En mars 1634, profitant de la guerre de Trente Ans qui fait rage en Allemagne, l'armée française met la main sur la Lorraine. La seule place importante qui lui manque est la forteresse de la Mothe, aux mains du duc Charles de Lorraine, le commandant des forces des  Habsbourg.

Celle-ci est alors encerclée par l'armée française du maréchal La Force qui, pour débloquer la situation, ordonne au très jeune colonel de mener son régiment à l'assaut d'une brèche dans les défenses de la place forte. Sous le feu de l’artillerie ennemie qui pilonne à volonté, Turenne garde son calme et dirige ses soldats qui arrivent à trouver un passage jusqu’à la forteresse où la garnison finit par se rendre. Un succès si impressionnant qu’il lui permet de devenir le 21 juin 1635, à 24 ans,  maréchal de camp, l’équivalent d’un général de division.

xxx

Il s'empare de Turin le 17 septembre 1640. En 1644, il reçoit le commandement de l'armée d'Allemagne et par ses victoires en Allemagne, aux côtés du jeune duc d'Enghien, héros de Rocroi, oblige les ennemis de la France à conclure les traités de Westphalie...

Mais le soldat gâte ses atouts quand éclate la Fronde contre Mazarin, le Premier ministre du jeune roi Louis XIV.

Dans un premier temps, son frère le duc de Bouillon le convainc de rejoindre les frondeurs mais ses troupes, soudoyées par Mazarin, refusent de le suivre. Abandonné, il se réfugie en Hollande en mars 1649.

Le roi lui fait la faveur de l'amnistier mais le jeune Turenne n'en retourne pas moins du côté des frondeurs et du prince de Condé, ex-duc d'Enghien. Il va auprès de celui-ci à Stenay (dans le département actuel de la Meuse). Et voilà qu'il est rejoint par la soeur du Grand Condé, la duchesse de Longueville. Redoutable séductrice, celle-ci n'a pas de mal à lever les hésitations du naïf soldat. 

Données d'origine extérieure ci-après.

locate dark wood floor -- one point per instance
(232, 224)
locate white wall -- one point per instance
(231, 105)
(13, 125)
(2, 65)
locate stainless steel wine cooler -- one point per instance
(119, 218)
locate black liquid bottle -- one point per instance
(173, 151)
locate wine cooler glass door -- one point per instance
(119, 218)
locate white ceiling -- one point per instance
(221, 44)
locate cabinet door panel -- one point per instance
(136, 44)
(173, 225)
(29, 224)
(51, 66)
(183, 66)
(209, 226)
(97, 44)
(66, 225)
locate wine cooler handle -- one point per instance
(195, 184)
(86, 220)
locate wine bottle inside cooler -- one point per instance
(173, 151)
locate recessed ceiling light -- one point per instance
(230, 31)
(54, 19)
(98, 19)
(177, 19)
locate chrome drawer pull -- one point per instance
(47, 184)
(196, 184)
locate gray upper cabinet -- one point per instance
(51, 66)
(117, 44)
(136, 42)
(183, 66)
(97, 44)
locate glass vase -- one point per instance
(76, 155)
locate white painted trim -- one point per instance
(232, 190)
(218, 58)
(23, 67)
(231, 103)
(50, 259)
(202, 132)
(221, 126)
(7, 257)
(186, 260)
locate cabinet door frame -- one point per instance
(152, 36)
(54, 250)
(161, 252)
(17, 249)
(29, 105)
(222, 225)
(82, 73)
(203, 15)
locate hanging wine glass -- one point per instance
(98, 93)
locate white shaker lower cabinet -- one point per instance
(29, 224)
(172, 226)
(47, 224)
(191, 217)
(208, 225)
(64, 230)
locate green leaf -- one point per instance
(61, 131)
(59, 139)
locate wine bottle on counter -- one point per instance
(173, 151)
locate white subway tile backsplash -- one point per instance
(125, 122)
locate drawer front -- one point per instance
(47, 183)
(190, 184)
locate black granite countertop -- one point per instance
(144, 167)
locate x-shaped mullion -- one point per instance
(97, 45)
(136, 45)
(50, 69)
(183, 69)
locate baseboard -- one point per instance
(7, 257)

Du coup, Turenne met son talent au service des Habsbourg, Espagnols et Impériaux, et retourne ses armes contre le roi de France. Les armées du roi de France lui infligent toutefois une sévère défaite à Rethel, dans les Ardennes, le 15 décembre 1650.

Au service du Roi-Soleil

Turenne goûte modérément de devoir céder le pas au jeune prince de Condé, l'autre grand militaire de l'époque. Pour cette raison et peut-être aussi par lassitude pour les charmes de Mme de Longueville, il sollicite et obtient en mai 1651 le pardon du roi Louis XIV

Henri de la Tour d'Auvergne, vicomte de Turenne (portrait par l'atelier de Philippe de Champaigne, vers 1650, collection privée)Dès lors, il combat avec la dernière énergie les frondeurs et Condé lui-même. En juin 1658, par la bataille des Dunes, il contraint Dunkerque à la reddition et ouvre la voie à la conquête d'une partie de la Flandre espagnole. Ayant ainsi pris le dessus sur son cousin d'Espagne, Louis XIV conclut avec celui-ci la paix des Pyrénées.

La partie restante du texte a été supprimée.